Supply chains typically have a channel captain, such as Walmart in the retail world or General Motors in the US automotive world. These channel captains can dictate the flow of information through the supply chain. They typically use formal documents structured as XML or some conceptually similar format to communicate with other members of the supply chain, even though internally they are much more likely to use relational databases to organize information.

XML stands for eXtensible Markup Language and it belongs to the same family as HTML and SGML, as well as other such markup languages. XML is easy to transport between organizations but inefficient for detailed processing. Humans can look at XML documents and figure out what they mean or are supposed to mean. XML documents can even contain definitions of themselves within the document to help an unfamiliar reader figure them out.

When I say that XML is inefficient for detailed processing, I am contrasting it with enterprise databases. These require painstaking development and rules for entering data but allow an enterprise to say, update its inventory on a website in real time. An external partner can not afford the expense of writing directly to an enterprise database with its draconian requirements. Moreover, I do not want to let my external partners write directly to my enterprise database. The speed with which I can process a transaction depends on my ability to control glitches in the enterprise database.

Hopefully you can see that these two fundamentally different ways of organizing information can achieve different but complementary goals: exchanging information with external partners and using information internally.

Connecting Concepts

The following concepts: card sort, monitoring navigation, monitoring social networks, and flexibility of information representation, all come together to give us tools to build information containers. Let us briefly review them.

Understanding labels

We discussed card sort as a means of understanding the labels people use to describe things of interest. We considered the issue of cognitive dissonance in the labeling of information containers and card sorting as a means to overcome it. We can connect the concepts of information hiding and labeling to see how labeling helps to limit information overload.

Learning navigational behavior

Google learns from user navigational behavior
Search behavior is bartered by information brokers
LSOs (locally stored objects) are often used instead of cookies, as are tracking pixels
A-B testing is the most common tool for understanding navigational behavior

We have discussed the overwhelming influence of Google and its skill in rapidly changing information artifacts by learning the navigational behavior of its users. We have discussed the sharing of consumer information by commercial interests on the web through information brokers. We have discussed the local storage of tracking information on individual devices and some ways, such as LSOs (locally stored objects) used by commercial interests to thwart privacy preservation. We discussed the fact that many large websites, as well as many local network storage appliances, are better served by Google search than by any designed navigational aids. We considered the implications of that situation for expending effort to design navigational aids.

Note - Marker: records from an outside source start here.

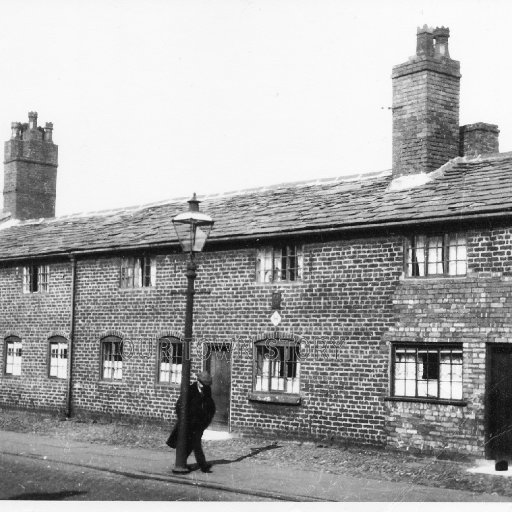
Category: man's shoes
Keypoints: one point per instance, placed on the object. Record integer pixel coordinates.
(207, 468)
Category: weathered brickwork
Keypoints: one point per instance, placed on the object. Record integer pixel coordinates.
(474, 310)
(34, 317)
(352, 302)
(340, 310)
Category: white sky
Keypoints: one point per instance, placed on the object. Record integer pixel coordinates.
(154, 99)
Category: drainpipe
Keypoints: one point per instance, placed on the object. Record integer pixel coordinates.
(71, 335)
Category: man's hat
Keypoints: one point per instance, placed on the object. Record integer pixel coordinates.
(204, 378)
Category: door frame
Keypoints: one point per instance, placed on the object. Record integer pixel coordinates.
(207, 366)
(487, 396)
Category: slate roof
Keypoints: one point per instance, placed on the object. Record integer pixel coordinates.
(459, 189)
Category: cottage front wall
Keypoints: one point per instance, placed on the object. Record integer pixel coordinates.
(34, 318)
(475, 310)
(351, 305)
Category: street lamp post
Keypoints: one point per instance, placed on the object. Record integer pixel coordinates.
(192, 228)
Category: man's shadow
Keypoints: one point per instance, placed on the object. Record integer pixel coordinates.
(254, 452)
(53, 496)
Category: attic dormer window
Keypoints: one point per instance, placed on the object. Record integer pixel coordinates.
(282, 263)
(36, 278)
(436, 255)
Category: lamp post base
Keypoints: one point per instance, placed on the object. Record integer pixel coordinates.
(180, 470)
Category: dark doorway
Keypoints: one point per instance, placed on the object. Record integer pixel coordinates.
(499, 401)
(218, 363)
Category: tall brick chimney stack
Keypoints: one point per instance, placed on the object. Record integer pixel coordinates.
(426, 92)
(30, 171)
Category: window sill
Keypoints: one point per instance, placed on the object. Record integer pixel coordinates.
(274, 398)
(433, 277)
(280, 283)
(137, 289)
(425, 400)
(168, 384)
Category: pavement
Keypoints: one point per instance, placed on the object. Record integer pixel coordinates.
(239, 475)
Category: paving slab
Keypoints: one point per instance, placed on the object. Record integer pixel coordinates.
(272, 481)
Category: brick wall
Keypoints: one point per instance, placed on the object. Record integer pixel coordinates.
(352, 302)
(473, 310)
(34, 317)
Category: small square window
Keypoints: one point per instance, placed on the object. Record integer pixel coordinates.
(170, 360)
(277, 366)
(436, 255)
(138, 272)
(112, 358)
(58, 367)
(283, 263)
(13, 356)
(36, 278)
(427, 371)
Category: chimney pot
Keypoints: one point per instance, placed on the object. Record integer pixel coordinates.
(32, 120)
(424, 42)
(48, 129)
(15, 130)
(441, 35)
(30, 171)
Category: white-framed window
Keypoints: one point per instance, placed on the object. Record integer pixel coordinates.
(13, 355)
(277, 366)
(58, 349)
(436, 255)
(427, 371)
(111, 358)
(138, 272)
(170, 359)
(36, 278)
(283, 263)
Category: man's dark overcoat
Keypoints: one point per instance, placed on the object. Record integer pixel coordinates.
(201, 411)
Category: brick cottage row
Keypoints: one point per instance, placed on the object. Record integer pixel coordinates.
(374, 308)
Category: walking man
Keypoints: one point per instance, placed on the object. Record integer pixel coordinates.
(200, 414)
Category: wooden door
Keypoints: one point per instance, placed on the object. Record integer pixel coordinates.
(218, 363)
(499, 402)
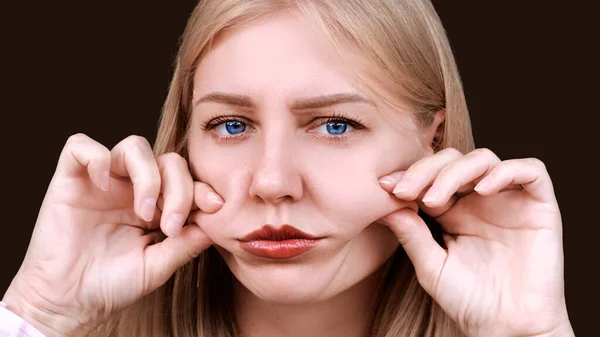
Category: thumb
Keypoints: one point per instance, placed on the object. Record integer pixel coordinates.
(164, 258)
(427, 256)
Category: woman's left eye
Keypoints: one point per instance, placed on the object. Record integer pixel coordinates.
(335, 127)
(231, 127)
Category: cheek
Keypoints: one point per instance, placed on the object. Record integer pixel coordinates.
(346, 190)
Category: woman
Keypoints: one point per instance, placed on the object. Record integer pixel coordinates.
(313, 175)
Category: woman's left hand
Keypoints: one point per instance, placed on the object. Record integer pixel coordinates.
(501, 272)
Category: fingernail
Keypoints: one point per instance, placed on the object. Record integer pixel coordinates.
(174, 222)
(431, 195)
(148, 207)
(401, 187)
(104, 181)
(484, 184)
(214, 197)
(387, 180)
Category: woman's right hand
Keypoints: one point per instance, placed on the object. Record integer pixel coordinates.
(93, 249)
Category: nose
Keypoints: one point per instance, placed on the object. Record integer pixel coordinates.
(276, 178)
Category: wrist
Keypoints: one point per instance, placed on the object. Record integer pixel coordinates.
(44, 318)
(562, 330)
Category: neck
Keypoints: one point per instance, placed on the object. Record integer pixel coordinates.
(347, 314)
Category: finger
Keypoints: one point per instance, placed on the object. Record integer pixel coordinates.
(82, 153)
(177, 192)
(530, 173)
(422, 173)
(457, 174)
(164, 258)
(133, 158)
(427, 256)
(389, 182)
(206, 199)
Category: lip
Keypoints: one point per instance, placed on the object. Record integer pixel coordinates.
(278, 243)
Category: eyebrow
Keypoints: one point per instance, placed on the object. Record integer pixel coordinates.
(301, 104)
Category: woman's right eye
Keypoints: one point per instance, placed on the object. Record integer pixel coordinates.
(231, 127)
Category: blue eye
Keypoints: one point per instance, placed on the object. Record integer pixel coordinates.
(231, 128)
(335, 128)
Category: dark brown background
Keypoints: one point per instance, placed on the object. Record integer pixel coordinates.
(103, 68)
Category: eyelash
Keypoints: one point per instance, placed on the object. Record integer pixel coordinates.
(217, 120)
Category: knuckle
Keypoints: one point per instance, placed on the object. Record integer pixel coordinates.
(451, 151)
(484, 152)
(77, 138)
(174, 158)
(138, 141)
(536, 163)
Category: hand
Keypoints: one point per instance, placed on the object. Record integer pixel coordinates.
(501, 272)
(93, 250)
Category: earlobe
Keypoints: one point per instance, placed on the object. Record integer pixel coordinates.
(435, 132)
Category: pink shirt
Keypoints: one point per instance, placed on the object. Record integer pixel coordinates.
(12, 325)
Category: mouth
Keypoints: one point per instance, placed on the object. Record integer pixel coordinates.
(278, 243)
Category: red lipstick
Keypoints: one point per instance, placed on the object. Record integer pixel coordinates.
(278, 243)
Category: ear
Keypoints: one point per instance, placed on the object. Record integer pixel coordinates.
(434, 133)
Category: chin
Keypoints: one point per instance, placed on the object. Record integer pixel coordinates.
(288, 283)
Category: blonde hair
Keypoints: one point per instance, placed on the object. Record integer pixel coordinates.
(406, 40)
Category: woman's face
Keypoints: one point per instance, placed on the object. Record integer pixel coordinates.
(283, 129)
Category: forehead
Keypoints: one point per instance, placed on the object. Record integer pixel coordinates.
(281, 55)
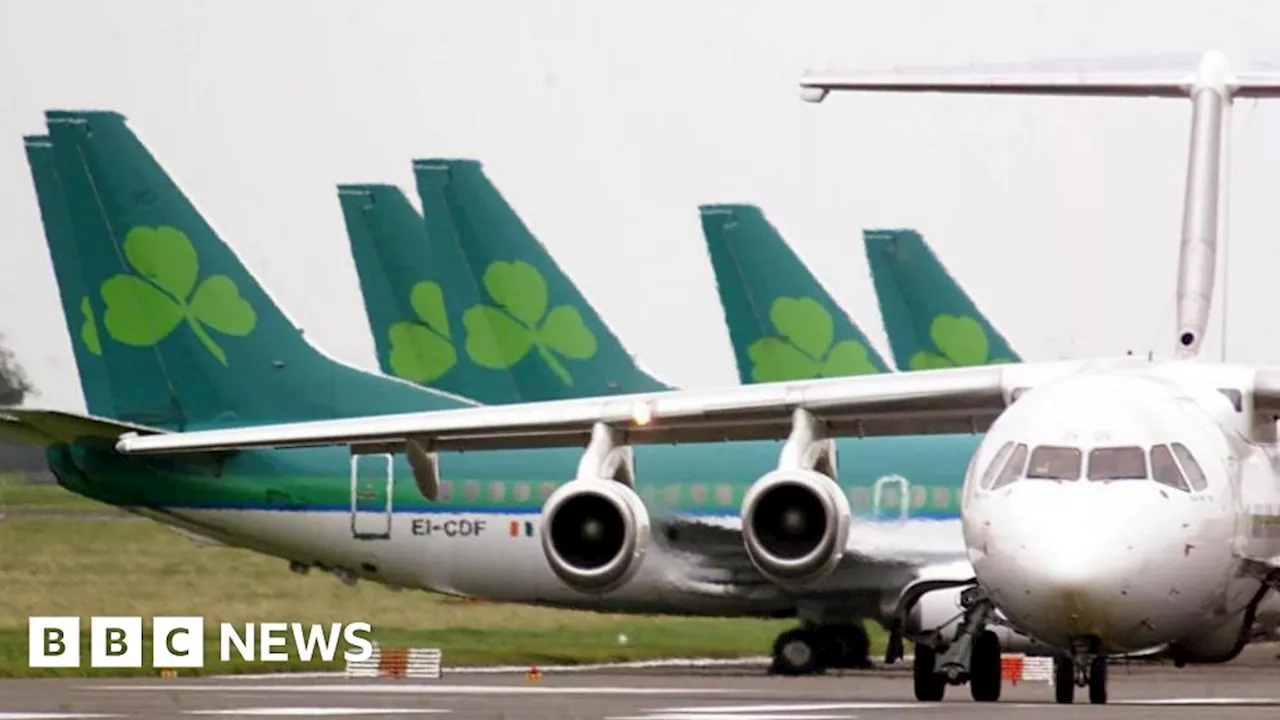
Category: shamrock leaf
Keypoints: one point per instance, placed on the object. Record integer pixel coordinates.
(88, 329)
(959, 340)
(423, 352)
(145, 308)
(502, 335)
(419, 354)
(804, 349)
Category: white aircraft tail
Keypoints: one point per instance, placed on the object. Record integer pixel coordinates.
(1211, 87)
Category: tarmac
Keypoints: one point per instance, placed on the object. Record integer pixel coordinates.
(1244, 688)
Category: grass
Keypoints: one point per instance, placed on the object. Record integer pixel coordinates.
(17, 496)
(68, 565)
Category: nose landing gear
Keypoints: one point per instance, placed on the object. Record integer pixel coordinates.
(1086, 668)
(972, 655)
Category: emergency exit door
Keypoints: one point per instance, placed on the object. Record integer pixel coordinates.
(371, 481)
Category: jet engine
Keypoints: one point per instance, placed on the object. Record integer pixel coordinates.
(594, 533)
(795, 525)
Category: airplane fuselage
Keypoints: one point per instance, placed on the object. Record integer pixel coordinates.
(1121, 509)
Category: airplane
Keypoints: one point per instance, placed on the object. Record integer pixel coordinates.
(929, 319)
(174, 335)
(782, 323)
(465, 270)
(1112, 505)
(469, 226)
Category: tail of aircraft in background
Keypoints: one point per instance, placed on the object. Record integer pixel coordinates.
(510, 310)
(929, 319)
(161, 311)
(782, 323)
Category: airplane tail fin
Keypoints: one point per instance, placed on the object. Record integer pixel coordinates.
(929, 319)
(524, 315)
(415, 290)
(176, 332)
(784, 324)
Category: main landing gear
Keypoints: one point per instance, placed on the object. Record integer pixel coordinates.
(813, 648)
(972, 656)
(1084, 669)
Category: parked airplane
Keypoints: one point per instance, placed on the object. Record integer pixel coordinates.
(782, 323)
(178, 336)
(929, 319)
(1169, 466)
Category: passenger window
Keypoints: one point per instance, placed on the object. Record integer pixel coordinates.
(1118, 464)
(1191, 468)
(1055, 463)
(1013, 469)
(997, 464)
(1165, 470)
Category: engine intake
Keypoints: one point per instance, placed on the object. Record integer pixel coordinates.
(795, 525)
(595, 533)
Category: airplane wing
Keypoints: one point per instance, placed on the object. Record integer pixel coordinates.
(955, 400)
(45, 427)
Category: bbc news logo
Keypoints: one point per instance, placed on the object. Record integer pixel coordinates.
(179, 642)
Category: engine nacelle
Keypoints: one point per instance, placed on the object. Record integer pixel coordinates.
(940, 610)
(795, 525)
(594, 534)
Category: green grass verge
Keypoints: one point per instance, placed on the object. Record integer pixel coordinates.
(83, 566)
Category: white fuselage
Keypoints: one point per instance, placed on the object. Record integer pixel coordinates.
(1073, 554)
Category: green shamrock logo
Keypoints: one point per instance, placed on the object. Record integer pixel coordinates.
(804, 347)
(960, 342)
(146, 308)
(423, 351)
(88, 329)
(499, 336)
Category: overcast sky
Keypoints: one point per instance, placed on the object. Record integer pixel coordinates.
(607, 123)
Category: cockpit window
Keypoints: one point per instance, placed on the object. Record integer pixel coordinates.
(1194, 474)
(1055, 463)
(1118, 464)
(1014, 469)
(997, 464)
(1165, 470)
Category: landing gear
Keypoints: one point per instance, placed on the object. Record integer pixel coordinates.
(972, 655)
(813, 648)
(1086, 671)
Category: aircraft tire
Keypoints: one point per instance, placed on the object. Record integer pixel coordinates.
(1098, 680)
(1064, 680)
(984, 675)
(796, 652)
(929, 686)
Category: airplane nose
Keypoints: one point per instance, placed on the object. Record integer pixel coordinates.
(1073, 560)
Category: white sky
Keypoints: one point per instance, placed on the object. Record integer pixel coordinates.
(606, 123)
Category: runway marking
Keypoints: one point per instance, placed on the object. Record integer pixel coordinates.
(316, 711)
(425, 689)
(730, 716)
(51, 715)
(799, 707)
(1202, 701)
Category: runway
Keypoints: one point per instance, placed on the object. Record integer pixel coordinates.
(1247, 687)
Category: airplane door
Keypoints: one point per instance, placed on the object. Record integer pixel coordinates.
(901, 490)
(371, 482)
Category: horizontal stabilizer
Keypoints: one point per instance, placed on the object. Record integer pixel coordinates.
(1009, 80)
(49, 427)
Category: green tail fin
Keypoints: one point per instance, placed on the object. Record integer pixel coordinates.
(929, 319)
(784, 324)
(82, 323)
(414, 290)
(187, 335)
(520, 313)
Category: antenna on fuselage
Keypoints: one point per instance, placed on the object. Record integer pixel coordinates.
(1211, 89)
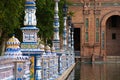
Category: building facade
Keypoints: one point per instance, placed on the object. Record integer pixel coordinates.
(97, 29)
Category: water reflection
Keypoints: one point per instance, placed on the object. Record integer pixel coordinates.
(85, 71)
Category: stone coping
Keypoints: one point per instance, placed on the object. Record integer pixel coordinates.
(66, 73)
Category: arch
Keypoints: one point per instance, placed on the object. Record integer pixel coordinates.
(106, 16)
(103, 27)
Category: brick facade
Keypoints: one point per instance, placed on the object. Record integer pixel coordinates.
(99, 35)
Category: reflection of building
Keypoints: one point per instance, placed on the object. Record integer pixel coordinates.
(98, 22)
(14, 66)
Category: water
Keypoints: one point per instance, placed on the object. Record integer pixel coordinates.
(85, 71)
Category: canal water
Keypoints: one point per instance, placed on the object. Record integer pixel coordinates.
(98, 71)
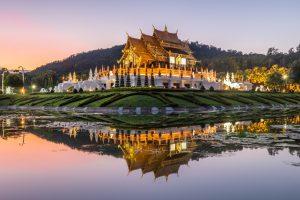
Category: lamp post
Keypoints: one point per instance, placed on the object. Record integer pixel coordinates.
(285, 77)
(23, 78)
(3, 73)
(33, 88)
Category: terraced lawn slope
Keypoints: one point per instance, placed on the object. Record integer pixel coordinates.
(150, 98)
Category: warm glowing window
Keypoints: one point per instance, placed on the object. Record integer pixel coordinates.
(172, 60)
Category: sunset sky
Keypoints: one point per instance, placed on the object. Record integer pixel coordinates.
(35, 32)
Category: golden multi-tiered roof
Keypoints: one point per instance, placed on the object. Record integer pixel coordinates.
(162, 47)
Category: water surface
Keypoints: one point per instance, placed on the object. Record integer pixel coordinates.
(60, 157)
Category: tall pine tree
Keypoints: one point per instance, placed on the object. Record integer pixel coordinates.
(117, 84)
(146, 79)
(139, 81)
(152, 79)
(122, 83)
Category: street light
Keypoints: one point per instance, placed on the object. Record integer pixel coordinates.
(33, 88)
(3, 73)
(285, 77)
(23, 77)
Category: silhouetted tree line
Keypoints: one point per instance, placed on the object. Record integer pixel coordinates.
(208, 56)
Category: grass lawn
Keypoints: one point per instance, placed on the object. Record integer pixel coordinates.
(150, 98)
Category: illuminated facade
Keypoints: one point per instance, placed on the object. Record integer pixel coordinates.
(160, 60)
(161, 47)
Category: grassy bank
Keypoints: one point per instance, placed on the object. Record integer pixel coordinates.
(150, 98)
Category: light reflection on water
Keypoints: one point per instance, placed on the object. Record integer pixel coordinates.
(46, 159)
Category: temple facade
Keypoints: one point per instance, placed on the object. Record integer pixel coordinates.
(161, 47)
(157, 60)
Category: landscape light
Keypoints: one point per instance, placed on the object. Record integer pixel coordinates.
(23, 91)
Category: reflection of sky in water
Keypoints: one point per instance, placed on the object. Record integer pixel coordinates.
(42, 169)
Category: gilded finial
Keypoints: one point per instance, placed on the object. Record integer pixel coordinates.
(153, 27)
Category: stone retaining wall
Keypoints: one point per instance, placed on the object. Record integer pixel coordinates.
(147, 111)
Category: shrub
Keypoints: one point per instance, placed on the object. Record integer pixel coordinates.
(202, 88)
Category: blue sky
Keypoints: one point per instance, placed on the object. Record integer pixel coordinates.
(37, 32)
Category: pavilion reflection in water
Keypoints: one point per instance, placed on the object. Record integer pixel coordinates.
(161, 151)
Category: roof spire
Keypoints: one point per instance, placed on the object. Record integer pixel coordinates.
(153, 27)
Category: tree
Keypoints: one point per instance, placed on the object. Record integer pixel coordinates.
(295, 72)
(139, 81)
(128, 81)
(274, 81)
(152, 81)
(146, 80)
(117, 84)
(122, 84)
(14, 80)
(298, 48)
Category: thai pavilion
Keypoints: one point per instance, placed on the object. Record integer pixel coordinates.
(157, 60)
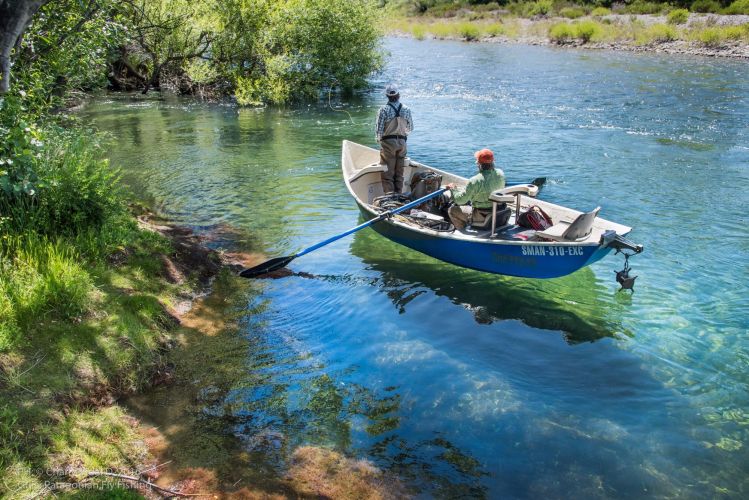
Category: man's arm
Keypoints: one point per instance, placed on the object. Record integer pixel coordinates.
(379, 125)
(463, 196)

One thing I may have neglected to mention is A-B testing, a common practice where commercial websites compare the conversion rates of two features by randomly assigning visitors to one (A) or the other (B). This is a common way to choose design features. The conversion rate is the rate at which visits to a commercial site are converted to successful commercial transactions.

Information structure

We have extensively discussed how and whether information is structured, using as a principle the degree to which human intervention is required to process information. We have discussed hierarchical and relational ways of organizing and storing information.

Flexibility of representation

We have touched on the notion that information structures are more or less amenable to change. Brittle structures may be symptomatic of technical shortcomings or may be symptoms of authoritarian governance. We discussed whether the speed with which we can modify an information artifact matters in a given context. We saw that we may put together an information artifact with little planning if we expect to take advantage of user behavior to improve it but that, if we can can not or will not change an information artifact after publishing it, we can not realize the value of understanding navigational behavior.

Information Design Patterns

We discussed several elements that information architecture authors have referred to as information design patterns. To determine whether these elements deserve the label of design pattern, we must examine the coinage and past use of the term.

Design Pattern Definitions

The term design pattern is popularly used in many ways. Popular usage leads to an abbreviation of the original usage that may lose some of the original essence. Following are a few popular borderline uses of the term that barely work.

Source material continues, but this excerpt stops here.